Climate Change Consensus Tracked
A 2012 poll found that 43 percent of Americans believe scientists disagree on whether climate change is caused by human activities. A new study emphasizes just how wrong they were. Not only is there scientific consensus on the causes of greenhouse warming, there’s near-unanimity.
Advocates of anthropogenic global warming (AGW) are no longer making scientific argument, which makes sense considering:

A sensitive matter
OVER the past 15 years air temperatures at the Earth’s surface have been flat while greenhouse-gas emissions have continued to soar. The world added roughly 100 billion tonnes of carbon to the atmosphere between 2000 and 2010. That is about a quarter of all the CO₂ put there by humanity since 1750. And yet, as James Hansen, the head of NASA’s Goddard Institute for Space Studies, observes, “the five-year mean global temperature has been flat for a decade.”

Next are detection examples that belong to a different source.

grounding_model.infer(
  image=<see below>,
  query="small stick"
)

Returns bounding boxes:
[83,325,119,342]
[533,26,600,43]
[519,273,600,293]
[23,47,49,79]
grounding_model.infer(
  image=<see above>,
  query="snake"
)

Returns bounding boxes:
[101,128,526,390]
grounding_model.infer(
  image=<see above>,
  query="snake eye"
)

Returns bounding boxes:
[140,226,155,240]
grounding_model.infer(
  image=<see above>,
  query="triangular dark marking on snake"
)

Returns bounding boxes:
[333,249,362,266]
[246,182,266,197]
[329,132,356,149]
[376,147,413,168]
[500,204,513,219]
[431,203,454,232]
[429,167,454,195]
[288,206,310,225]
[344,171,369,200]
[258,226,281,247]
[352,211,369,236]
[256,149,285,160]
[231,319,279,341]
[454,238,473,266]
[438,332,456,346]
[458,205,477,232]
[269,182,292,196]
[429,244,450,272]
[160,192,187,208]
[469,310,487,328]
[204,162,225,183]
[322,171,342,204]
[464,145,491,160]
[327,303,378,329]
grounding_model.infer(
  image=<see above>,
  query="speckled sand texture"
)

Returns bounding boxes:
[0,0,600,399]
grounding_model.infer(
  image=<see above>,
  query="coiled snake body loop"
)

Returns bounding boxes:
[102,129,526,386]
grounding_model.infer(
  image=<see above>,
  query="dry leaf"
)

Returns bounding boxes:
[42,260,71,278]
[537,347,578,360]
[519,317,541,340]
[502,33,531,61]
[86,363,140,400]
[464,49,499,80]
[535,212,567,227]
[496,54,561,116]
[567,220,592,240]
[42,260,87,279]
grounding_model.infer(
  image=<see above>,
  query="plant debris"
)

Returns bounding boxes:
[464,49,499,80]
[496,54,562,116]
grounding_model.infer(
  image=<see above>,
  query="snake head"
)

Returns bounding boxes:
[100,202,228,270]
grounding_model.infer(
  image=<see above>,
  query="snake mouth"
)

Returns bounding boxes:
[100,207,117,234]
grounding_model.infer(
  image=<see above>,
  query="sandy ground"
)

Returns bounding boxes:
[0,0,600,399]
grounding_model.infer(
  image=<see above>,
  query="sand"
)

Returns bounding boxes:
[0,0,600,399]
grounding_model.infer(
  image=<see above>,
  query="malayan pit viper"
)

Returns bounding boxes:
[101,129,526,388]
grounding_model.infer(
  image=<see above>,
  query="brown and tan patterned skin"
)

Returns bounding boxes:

Temperatures fluctuate over short periods, but this lack of new warming is a surprise. Ed Hawkins, of the University of Reading, in Britain, points out that surface temperatures since 2005 are already at the low end of the range of projections derived from 20 climate models (see chart 1). If they remain flat, they will fall outside the models’ range within a few years.
This article in the Economist uses the phrase "maybe" "maybe not" a lot.

My position has always been that one day climate science may give us a somewhat reliable model of the climate and it could show an impact by humans. As it stands today, however, there is not even a scientific justification for heading back to a pre-industrial economy in order to fight global warming. The amount of death and hardship that will definitely happen if climate change policies are enacted cannot be justified by "maybe, maybe not, we're not sure yet." AGW relies on climate models that assume knowledge man doesn't have yet. Wall Street thought it could hire mathematics Phds to model the financial economy, far less complex than climate, and it almost destroyed the global economy—and still might. We'll know the science is right when, as Vox says, it becomes engineering. When climate scientists can recommend a specific act that can be shown to deliver the predicted change in temperature, then we will be looking at a reliable model of the climate. Until then, they will fall back on political pressure and political arguments.

Finally, it might not matter if they could make a strong case for global warming today due to falling social mood. The climate change agenda requires a global consensus, and that consensus is collapsing by the day. Nations are finding more and more things to fight over; there's no way they will agree to global centralized control over the economy.